The DP (Dirichlet Processes) is part of family of models called non-parametric models. Non parametric models concern learning models with potentially infinite number of parameters. One of the classical application is unsupervised techniques like clustering. Intuitively, clustering concerns in finding compact subsets of data, i.e. finding groups of points in the space that are particularly close by some measure.
The Dirichlet Process
See Beta and Dirichlet Distributions for the definition and intuition of these two distributions. One quite important thing that Dirichlet allows to do is the ability of assigning an ever growing number of clusters to data. This models are thus quite flexible to change and growth.
Definition of the process
$$ G \sim DP(\alpha, H) $$$$ G(\Theta_{1}), G(\Theta_{2}), \dots \sim \text{Dir}(\alpha H(\Theta_{1}), \alpha H(\Theta_{2}), \dots) $$So they are jointly distributed as a Dirichlet distribution. And $H$ is called the base measure and $\alpha$ is called the concentration parameter.
The base measure $H$ represents our prior belief about the distribution of the data. $\alpha$ is called concentration parameter: $\alpha$ is small, the resulting distributions tend to concentrate on fewer clusters, effectively encouraging sparsity. Conversely, a larger $\alpha$ allows for a richer, more diverse set of clusters.

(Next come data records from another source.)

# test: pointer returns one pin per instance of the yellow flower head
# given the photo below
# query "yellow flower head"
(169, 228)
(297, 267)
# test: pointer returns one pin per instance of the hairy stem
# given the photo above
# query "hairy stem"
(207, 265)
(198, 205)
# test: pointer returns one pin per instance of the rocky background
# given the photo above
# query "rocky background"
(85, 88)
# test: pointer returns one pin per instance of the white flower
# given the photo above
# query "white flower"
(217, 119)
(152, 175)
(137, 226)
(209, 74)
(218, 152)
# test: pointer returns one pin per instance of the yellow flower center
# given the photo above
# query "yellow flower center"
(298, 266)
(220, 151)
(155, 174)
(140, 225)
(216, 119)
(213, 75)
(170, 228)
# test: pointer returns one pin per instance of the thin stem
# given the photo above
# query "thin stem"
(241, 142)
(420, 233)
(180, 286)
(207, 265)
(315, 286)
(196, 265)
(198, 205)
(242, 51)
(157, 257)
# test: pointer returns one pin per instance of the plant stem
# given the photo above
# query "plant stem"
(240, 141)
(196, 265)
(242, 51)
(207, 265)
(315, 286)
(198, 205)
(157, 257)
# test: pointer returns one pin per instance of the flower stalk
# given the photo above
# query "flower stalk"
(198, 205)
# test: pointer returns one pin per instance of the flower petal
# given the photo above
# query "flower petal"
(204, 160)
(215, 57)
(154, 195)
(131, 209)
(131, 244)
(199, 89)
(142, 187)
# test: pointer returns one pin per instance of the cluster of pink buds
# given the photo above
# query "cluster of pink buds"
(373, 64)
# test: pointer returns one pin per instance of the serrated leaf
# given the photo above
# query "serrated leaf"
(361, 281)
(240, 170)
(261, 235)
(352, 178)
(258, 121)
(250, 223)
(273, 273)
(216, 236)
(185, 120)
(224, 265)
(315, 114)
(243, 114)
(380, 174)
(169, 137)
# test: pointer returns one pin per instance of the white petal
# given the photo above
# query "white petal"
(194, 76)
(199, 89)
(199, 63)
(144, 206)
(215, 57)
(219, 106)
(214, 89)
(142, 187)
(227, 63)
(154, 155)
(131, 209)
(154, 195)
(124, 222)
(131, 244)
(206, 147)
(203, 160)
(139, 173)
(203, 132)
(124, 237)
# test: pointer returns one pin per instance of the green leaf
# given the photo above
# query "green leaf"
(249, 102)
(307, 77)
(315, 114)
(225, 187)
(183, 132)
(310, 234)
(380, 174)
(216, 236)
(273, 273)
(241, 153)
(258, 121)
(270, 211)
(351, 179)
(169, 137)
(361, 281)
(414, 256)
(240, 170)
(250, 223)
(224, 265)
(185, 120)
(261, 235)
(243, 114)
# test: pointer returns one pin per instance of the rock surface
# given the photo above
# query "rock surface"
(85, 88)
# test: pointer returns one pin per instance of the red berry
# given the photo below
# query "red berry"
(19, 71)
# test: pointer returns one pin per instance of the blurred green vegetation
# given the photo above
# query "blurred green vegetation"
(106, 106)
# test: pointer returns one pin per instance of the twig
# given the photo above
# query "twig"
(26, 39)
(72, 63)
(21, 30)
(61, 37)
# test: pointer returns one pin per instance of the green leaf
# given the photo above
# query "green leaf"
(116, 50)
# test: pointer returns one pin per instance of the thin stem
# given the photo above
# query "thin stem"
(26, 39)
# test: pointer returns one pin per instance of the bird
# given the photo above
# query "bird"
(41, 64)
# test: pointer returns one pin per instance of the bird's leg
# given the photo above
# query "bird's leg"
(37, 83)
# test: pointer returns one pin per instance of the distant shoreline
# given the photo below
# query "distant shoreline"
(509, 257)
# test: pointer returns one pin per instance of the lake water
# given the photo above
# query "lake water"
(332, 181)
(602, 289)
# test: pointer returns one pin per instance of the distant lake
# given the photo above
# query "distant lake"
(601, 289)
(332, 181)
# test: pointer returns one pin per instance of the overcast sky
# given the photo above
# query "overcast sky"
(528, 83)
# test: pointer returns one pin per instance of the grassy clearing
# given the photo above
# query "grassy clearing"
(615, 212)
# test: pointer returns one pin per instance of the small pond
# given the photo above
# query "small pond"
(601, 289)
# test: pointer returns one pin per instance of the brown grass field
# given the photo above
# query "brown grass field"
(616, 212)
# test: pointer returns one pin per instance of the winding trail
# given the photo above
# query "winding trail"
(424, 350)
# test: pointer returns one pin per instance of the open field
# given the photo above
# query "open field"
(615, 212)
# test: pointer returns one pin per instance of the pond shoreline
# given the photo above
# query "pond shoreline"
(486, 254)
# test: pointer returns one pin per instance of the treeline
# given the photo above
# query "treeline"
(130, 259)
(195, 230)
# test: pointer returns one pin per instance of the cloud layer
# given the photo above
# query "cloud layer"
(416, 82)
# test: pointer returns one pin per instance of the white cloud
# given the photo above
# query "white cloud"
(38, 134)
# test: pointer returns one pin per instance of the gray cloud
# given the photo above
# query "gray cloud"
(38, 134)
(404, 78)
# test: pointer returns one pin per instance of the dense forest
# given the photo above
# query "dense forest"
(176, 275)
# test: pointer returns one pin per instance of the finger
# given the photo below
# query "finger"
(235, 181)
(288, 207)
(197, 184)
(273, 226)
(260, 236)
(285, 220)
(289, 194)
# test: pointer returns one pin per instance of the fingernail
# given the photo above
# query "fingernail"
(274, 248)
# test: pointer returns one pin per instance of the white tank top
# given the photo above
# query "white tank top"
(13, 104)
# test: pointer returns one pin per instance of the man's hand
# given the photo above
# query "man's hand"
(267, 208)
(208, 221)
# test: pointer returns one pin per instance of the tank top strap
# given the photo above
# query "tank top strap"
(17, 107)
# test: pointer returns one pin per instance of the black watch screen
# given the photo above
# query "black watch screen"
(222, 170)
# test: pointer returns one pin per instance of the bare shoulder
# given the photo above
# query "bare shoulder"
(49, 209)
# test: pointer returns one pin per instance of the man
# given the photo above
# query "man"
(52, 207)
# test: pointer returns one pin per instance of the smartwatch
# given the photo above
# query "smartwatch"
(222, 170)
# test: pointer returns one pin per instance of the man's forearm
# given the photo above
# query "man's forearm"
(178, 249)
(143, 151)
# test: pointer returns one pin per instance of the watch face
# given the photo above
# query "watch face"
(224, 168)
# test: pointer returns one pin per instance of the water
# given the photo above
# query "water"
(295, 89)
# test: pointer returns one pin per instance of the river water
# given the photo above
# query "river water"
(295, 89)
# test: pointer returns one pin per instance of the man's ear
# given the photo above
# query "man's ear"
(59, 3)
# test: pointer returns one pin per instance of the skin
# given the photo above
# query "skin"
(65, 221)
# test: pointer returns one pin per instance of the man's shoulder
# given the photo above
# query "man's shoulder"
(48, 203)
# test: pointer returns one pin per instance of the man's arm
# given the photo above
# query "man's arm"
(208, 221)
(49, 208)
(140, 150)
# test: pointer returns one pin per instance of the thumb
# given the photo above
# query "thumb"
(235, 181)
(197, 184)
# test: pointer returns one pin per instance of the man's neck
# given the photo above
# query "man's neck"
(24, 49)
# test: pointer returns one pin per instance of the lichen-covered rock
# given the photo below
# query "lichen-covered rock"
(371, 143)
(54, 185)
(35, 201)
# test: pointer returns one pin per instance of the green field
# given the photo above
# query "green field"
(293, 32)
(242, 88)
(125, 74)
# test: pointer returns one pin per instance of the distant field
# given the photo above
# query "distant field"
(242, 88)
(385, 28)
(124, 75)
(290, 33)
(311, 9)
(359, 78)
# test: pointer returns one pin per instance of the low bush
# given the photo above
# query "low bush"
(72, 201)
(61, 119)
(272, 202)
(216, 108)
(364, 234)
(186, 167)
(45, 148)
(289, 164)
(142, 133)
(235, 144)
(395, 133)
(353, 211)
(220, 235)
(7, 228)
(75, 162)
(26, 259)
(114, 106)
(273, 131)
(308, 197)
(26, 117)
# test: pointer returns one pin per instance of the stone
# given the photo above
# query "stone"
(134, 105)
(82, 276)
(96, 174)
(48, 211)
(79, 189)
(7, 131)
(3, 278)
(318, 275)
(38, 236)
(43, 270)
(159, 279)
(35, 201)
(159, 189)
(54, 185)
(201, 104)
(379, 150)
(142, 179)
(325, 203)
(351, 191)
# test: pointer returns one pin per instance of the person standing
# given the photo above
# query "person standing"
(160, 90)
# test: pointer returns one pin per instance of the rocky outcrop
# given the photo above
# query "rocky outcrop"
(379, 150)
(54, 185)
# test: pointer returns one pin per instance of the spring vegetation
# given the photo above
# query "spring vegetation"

Choosing number of Clusters
Dirichlet processes are related to finding the best number of clusters (See Clustering). It is a non-parametric way (meaning it can grow with the data) to find that number.
Stick Breaking 🟨++
We have dome something similar to $GP$ in Gaussian Processes: the difference is sequential sampling compared to sampling all of the points at once using the difficult multivariate distribution.
We would like to sample $(\rho_{1}, \dots, \rho_{k}) \sim \text{Dir}(\alpha_{1}, \dots, \alpha_{k})$. So now we just sample the first $\rho_{1}$ and then sample the second conditioned on the first observation (So we have a beta distribution now) and so on, until we finish the possible clusters.
Image from the slides.
Griffiths-Engen-McCloskey distribution 🟨++
This distribution is just a generalization of the stick breaking process. We write $\rho \sim GEM(\alpha)$ which means breaking according the distribution $\text{Beta}(1, \alpha)$. if alpha is smaller then the stick is longer. So we can interpret the parameter $\alpha$ as some sort of variable of the remaining stick length.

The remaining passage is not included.